Newsom has a mixed verdict on California’s criminal justice laws

By DON THOMPSON
Associated press

SACRAMENTO, Calif. — California Governor Gavin Newsom delivered a mixed verdict on more than three dozen criminal justice laws before his bill’s signing deadline Friday, approving measures to seal criminal records and releasing dying inmates, but rejecting offers to restrict solitary confinement and increase inmates’ wages.

Starting in July, a new law will give California what supporters call the nation’s most sweeping law to seal criminal records, although it excludes felons convicted of serious, violent and sexual crimes. It will automatically seal conviction and arrest records for most ex-offenders who are not convicted of another crime for four years, as well as records for arrests that do not result in a conviction.

Inmates pass a correctional officer as they leave an exercise yard at the California Medical Facility in Vacaville, California.  On Friday, September 30, 2022, California Governor Gavin Newsom delivered a mixed verdict on more than three dozen criminal justice statutes ahead of his bill.  - deadline for signing.  (AP Photo/Rich Pedroncelli, File)

Inmates pass a correctional officer as they leave an exercise yard at the California Medical Facility in Vacaville, California. On Friday, September 30, 2022, California Governor Gavin Newsom delivered a mixed verdict on more than three dozen criminal justice statutes ahead of his bill. – deadline for signing. (AP Photo/Rich Pedroncelli, File) (AP Photo/Rich Pedroncelli)

Backers estimate that 70 million Americans and eight million Californians are hampered by past convictions or criminal records. They estimated that the law could give more than one million Californians better access to jobs, housing and education.

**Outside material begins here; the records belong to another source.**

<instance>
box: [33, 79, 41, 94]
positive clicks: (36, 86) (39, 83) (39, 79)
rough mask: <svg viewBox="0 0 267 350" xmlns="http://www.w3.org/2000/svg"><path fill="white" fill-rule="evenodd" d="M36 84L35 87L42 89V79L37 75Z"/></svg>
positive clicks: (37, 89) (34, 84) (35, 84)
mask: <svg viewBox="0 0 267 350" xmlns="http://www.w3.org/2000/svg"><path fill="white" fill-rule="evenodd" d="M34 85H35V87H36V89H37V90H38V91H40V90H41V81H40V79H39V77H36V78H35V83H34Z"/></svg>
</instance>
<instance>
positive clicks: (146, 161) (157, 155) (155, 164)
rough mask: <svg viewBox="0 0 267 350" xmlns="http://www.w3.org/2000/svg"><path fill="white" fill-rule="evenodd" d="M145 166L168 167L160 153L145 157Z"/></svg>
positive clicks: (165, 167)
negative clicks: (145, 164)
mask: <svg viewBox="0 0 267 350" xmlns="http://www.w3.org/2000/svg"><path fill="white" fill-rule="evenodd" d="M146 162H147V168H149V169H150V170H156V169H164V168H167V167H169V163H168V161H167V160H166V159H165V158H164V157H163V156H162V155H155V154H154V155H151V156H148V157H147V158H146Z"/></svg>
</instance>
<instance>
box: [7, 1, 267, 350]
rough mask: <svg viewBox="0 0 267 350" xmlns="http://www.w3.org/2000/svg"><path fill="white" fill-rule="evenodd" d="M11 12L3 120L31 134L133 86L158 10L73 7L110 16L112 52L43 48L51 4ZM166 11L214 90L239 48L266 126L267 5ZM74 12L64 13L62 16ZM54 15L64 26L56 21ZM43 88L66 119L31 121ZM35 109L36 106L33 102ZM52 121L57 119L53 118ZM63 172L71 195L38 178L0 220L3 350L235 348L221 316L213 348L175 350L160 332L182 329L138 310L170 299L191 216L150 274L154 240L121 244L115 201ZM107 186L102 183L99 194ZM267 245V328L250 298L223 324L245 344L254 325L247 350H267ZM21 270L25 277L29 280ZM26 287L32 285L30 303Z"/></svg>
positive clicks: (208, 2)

Newsom also approved related measures, one allowing records to be sealed and erased even if former offenders still owe restitution and other court debts, and another making it easier to apply for pardon certificates.

“Old records that no longer reflect the reality of who someone is and what they have accomplished should not be a barrier to opportunity,” said Tinisch Hollins, executive director of Californians for Safety and Justice, who was part of the reform groups seeking legislation.

The bills have faced opposition from law enforcement agencies who said they could jeopardize public safety and rehabilitation efforts.

Newsom also relaxed standards to allow more sick and dying inmates to be released from state prisons. The new law will allow inmates to be released if they are permanently medically incapacitated or have a serious and advanced illness “with an end-of-life trajectory,” the standard used by the federal prison system.

“It reduces incarceration costs, but more importantly, ensures a more humane and efficient relief process for all people in California state prisons,” said Claudia Gonzalez of Root & Rebound, one of the reform groups that have called for the measure.

Opponents of law enforcement said the existing standards were adequate.

Among other new laws, Newsom approved requiring police departments to screen potential officers and fire current officers for involvement in hate groups and allowed non-citizens to become police officers.

It also expanded a 2020 law that allowed suspects to allege they were harmed by racial bias in their criminal charges, convictions or sentences. The earlier law was limited to cases after January 1, 2021. But this measure extends safeguards to prior convictions.

Newsom, a Democrat who says he supports second chances and reducing incarceration, has had a mixed record on criminal justice bills. He has supported many reform efforts, but in years past he has also vetoed other laws that he felt went too far or duplicated existing efforts.

This year, he blocked a bill that would have made California the latest state to restrict solitary confinement in jails and prisons, as well as add immigration detention centers for the first time.

Newsom said he supported the concept, but the bill would have set standards “overbroad and exclusions that could compromise the safety” of inmates and staff. He ordered state prison officials to develop their own regulations to restrict solitary confinement “except in limited situations.” , such as (…) violence in prison.

He also vetoed a bill that would have given the state prison system five years to slightly raise wages for inmates who typically only earn dollars a day, and a second bill that would have increased the “gate money” that inmates receive upon release from prison. the current $200 to $1,300. The bills had survived even as lawmakers this year rejected a constitutional change that could have required far greater compensation for detained workers.

In both rejections, Newsom cited the unbudgeted cost of bills as state revenues plummet — a theme in many of his vetoes this year.